Adding Salesforce Connectivity to SQL Server
Today, many companies have existing computer systems that reside within their brick-and-mortar (on-premises) data centers. The Salesforce application (in-cloud) has become very popular Customer Relationship Management (CRM) system with many Sales departments. How can we add real time, bidirectional connectivity between Salesforce and SQL Server?
CData has developed several ways to move data between a Salesforce application and SQL Server database. These components have been bundled together into a product called DBAmp. DBAmp enables SQL Server professionals to:
- Seamlessly read and write Salesforce data from SQL Server
- Use 4 part naming convention in SQL Server with OPENQUERY to access objects in Salesforce
- Get real-time access to Salesforce data directly in SQL Server queries to simplify data access in applications and reporting
- Load Salesforce data into a SQL Server data warehouse with DBAmp stored procedures
- Ability to call DBAmp code from T-SQL stored procedures, SSIS, SSRS, Power BI and more
Please see the image below taken from the website detailing DBAmps offering.
The "Power Up Generators Inc." business is using Salesforce online to keep track of accounts, contacts, and opportunities. Our manager has asked us to create a dimensional model for reporting within our local SQL Server database. Additionally, we want to explore different ways to pull data from and push data to the cloud application.
All development of the solution will be done on a virtual machine in the Azure Cloud named vm4dbamp. I choose to use a Windows Server 2019 operating system. The image below shows the downloaded software for Google Chrome, SQL Server Developer Edition and SQL Server Management Studio stored in a temp directory. I am assuming that you already know how to deploy and configure each of these products.
There are a couple of prerequisites that need to be satisfied before installing the DBAmp software. The first prerequisite is to have an operating system version greater than 2008 R2 and a database engine version greater than 2008. Since I have the 2019 version of both products, we are in good shape.
The second perquisite is to have the .NET framework 4.6 or greater installed on the operating system. The above image was taken from the server manager application. We can see that version 4.7 of the framework is currently installed.

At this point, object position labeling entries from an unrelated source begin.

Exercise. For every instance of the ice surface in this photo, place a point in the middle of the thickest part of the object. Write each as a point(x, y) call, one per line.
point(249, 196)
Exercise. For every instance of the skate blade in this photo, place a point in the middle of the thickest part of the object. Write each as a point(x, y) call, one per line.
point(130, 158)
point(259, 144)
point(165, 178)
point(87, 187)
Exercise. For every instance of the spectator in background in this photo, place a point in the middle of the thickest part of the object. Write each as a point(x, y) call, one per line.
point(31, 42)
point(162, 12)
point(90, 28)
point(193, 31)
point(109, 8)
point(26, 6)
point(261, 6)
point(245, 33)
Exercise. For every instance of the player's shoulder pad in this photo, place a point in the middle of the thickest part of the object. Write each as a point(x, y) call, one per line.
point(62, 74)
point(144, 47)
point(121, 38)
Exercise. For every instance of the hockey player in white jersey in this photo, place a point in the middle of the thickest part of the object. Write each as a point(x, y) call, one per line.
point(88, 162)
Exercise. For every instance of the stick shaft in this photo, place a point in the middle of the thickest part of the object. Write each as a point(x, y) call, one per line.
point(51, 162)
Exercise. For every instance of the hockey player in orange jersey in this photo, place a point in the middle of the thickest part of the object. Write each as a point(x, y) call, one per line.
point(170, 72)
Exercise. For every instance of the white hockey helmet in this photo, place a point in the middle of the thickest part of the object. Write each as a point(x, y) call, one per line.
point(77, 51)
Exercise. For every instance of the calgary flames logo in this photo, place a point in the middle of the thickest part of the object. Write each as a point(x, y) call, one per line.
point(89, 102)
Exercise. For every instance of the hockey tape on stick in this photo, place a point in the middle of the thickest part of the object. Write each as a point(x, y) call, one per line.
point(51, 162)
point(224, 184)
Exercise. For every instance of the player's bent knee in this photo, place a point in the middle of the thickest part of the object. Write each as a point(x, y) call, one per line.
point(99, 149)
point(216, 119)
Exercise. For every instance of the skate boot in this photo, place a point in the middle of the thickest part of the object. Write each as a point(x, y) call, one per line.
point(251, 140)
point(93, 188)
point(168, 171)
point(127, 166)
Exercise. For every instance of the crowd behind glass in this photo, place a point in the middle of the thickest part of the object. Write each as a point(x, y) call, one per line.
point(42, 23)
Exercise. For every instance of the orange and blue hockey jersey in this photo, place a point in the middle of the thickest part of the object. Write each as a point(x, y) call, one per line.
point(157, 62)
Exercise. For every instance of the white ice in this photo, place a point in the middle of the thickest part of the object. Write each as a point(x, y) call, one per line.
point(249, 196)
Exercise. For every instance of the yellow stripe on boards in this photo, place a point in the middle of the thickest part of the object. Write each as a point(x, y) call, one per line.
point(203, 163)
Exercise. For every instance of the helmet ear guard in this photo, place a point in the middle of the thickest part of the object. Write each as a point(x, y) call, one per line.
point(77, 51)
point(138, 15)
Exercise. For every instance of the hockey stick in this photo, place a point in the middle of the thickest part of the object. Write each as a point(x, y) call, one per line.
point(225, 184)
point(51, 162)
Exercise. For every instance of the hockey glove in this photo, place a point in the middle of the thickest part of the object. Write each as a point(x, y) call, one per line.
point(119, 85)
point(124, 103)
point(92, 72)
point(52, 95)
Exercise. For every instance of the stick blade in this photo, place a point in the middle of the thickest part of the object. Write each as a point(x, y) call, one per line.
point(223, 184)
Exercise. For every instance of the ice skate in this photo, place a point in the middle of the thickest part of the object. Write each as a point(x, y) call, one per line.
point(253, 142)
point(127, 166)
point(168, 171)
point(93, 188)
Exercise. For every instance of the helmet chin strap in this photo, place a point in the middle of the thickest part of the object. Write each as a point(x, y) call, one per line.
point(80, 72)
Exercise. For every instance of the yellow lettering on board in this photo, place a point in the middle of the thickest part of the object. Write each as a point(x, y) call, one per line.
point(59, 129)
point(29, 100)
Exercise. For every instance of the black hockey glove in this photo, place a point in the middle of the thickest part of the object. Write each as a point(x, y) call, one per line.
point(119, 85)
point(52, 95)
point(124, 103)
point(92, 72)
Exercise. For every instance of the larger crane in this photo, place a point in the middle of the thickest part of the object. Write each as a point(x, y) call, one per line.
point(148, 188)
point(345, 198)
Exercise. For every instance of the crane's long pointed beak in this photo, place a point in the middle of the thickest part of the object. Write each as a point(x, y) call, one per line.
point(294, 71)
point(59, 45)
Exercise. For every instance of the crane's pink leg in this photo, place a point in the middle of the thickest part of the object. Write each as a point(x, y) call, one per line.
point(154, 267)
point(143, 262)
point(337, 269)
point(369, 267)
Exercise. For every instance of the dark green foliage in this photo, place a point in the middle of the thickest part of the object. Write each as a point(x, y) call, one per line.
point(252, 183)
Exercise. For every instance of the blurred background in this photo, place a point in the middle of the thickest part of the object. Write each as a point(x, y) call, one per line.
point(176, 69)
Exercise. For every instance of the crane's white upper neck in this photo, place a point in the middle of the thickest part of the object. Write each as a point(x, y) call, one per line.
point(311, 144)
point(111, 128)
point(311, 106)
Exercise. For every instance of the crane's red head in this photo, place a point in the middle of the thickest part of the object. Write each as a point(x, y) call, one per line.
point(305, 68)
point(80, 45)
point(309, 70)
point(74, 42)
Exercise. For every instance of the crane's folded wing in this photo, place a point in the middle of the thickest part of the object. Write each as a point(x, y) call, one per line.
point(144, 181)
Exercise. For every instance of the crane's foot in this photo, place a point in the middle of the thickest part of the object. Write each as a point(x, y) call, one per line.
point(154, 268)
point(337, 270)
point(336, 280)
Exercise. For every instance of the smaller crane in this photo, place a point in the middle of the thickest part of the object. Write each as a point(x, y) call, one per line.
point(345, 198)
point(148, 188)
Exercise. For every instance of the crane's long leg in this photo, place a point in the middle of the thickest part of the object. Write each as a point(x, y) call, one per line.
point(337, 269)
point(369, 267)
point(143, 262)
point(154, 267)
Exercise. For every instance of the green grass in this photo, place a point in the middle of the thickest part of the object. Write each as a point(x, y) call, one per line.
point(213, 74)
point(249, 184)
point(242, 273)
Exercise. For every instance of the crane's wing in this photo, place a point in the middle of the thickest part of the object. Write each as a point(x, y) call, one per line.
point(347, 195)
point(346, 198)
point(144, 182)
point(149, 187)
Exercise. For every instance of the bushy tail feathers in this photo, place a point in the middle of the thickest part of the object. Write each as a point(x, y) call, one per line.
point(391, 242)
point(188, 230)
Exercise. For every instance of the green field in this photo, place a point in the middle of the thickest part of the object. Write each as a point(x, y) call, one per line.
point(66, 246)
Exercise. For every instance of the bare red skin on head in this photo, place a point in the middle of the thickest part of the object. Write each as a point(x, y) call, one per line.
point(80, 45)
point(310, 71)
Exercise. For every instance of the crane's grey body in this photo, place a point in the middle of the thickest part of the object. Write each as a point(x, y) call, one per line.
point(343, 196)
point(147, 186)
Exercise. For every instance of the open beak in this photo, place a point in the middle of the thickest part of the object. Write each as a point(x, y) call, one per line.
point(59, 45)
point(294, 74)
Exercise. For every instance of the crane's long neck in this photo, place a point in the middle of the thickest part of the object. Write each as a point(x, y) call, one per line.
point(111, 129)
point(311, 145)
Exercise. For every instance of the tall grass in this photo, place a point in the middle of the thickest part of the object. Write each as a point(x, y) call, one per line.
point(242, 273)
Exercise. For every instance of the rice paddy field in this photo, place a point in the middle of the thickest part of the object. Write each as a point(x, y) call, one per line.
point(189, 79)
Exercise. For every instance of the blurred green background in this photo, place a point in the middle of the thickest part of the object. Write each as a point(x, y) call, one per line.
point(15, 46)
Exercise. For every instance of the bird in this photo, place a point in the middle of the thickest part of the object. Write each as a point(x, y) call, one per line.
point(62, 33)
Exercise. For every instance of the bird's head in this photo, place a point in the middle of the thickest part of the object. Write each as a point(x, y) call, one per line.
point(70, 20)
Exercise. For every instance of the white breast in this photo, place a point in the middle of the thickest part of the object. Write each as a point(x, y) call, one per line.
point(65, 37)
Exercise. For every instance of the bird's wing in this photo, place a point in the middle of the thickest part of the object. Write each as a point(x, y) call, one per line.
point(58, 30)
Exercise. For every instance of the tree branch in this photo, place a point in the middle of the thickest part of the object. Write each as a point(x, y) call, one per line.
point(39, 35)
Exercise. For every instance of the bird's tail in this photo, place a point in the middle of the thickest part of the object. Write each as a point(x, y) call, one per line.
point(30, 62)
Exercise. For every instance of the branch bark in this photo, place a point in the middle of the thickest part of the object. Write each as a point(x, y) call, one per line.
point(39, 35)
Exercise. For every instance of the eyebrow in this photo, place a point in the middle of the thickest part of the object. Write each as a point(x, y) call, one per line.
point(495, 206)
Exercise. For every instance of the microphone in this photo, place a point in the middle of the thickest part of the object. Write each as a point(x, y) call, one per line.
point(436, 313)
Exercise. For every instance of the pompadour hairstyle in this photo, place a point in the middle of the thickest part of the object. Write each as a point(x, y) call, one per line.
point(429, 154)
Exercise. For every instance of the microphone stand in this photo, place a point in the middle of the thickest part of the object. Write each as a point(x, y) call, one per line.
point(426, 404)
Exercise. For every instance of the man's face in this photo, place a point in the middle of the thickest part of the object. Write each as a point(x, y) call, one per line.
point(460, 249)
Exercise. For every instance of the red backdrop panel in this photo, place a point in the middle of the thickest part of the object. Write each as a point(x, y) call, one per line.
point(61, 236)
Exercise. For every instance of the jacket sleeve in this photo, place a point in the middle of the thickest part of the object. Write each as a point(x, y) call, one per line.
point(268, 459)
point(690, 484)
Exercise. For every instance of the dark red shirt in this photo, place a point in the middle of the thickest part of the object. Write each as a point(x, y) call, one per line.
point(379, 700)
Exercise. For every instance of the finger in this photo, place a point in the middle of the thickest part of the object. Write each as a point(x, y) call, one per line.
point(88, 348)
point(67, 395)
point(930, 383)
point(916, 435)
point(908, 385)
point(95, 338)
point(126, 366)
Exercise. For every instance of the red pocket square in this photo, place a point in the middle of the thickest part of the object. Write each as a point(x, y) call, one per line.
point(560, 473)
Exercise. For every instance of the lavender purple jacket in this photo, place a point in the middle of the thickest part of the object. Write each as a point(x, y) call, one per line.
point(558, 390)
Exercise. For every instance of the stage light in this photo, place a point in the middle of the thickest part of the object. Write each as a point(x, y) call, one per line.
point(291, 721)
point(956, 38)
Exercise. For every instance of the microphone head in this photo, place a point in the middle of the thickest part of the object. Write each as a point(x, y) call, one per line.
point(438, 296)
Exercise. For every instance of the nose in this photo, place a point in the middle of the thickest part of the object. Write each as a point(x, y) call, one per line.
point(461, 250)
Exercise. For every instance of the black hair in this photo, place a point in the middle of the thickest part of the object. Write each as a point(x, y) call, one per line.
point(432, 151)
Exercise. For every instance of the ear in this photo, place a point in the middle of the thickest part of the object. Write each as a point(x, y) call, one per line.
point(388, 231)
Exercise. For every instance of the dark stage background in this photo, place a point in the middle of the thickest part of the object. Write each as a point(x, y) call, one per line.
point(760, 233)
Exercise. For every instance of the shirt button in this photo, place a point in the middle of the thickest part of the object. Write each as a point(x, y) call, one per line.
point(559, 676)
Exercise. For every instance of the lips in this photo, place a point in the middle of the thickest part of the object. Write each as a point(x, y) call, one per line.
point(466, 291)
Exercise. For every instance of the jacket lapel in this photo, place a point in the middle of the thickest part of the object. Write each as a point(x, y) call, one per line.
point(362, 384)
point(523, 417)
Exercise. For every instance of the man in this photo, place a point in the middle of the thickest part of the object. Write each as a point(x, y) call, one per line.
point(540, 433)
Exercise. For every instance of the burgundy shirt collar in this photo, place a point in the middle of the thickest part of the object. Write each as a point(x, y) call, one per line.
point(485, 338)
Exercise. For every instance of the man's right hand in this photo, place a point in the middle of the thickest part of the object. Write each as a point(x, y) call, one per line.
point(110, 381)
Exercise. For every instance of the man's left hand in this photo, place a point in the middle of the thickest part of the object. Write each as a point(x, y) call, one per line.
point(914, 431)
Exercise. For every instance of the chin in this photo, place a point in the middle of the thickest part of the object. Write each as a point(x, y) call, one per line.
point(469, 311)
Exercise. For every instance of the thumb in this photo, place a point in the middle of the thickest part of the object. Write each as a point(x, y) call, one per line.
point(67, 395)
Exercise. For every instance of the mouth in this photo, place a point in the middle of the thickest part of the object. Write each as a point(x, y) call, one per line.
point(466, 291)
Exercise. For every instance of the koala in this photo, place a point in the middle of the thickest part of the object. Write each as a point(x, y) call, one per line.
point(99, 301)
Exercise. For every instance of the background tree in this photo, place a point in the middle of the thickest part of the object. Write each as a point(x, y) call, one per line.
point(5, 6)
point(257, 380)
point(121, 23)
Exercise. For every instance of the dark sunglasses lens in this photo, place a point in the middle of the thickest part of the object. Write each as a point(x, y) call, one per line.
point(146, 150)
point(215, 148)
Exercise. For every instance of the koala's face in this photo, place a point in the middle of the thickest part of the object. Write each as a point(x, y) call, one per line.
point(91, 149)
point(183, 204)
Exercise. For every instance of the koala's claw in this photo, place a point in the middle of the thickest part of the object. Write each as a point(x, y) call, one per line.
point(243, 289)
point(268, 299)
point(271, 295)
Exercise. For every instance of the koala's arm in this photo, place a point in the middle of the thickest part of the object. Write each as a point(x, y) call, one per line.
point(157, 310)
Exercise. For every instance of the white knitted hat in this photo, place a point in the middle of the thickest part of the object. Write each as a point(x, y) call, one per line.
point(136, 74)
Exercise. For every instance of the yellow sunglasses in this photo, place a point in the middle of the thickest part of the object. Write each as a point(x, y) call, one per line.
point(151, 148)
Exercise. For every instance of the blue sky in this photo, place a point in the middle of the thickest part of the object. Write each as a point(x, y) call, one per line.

The third prerequisite is to have the various services running on a local or domain account. Since the virtual machine is not attached to an Active Directory Domain, I choose to use my local administrator account for this purpose. In the real world, I would use a domain account that has Power User rights on the virtual machine. The above image shows the SQL Server configuration manager application that was used to change the service accounts.
To recap, there are three main prerequisites for the product. There are other issues that we will encounter and address during our exploration of the product. However, we are now ready to install the DBAmp software.
The installation of the software is pretty straightforward. It has to be done on the database server since we are adding an OLE DB provider to the system. I am enclosing screen shots of the installation process for completeness.
The welcome screen tells the user which installation program is executing. Please click the next button to continue.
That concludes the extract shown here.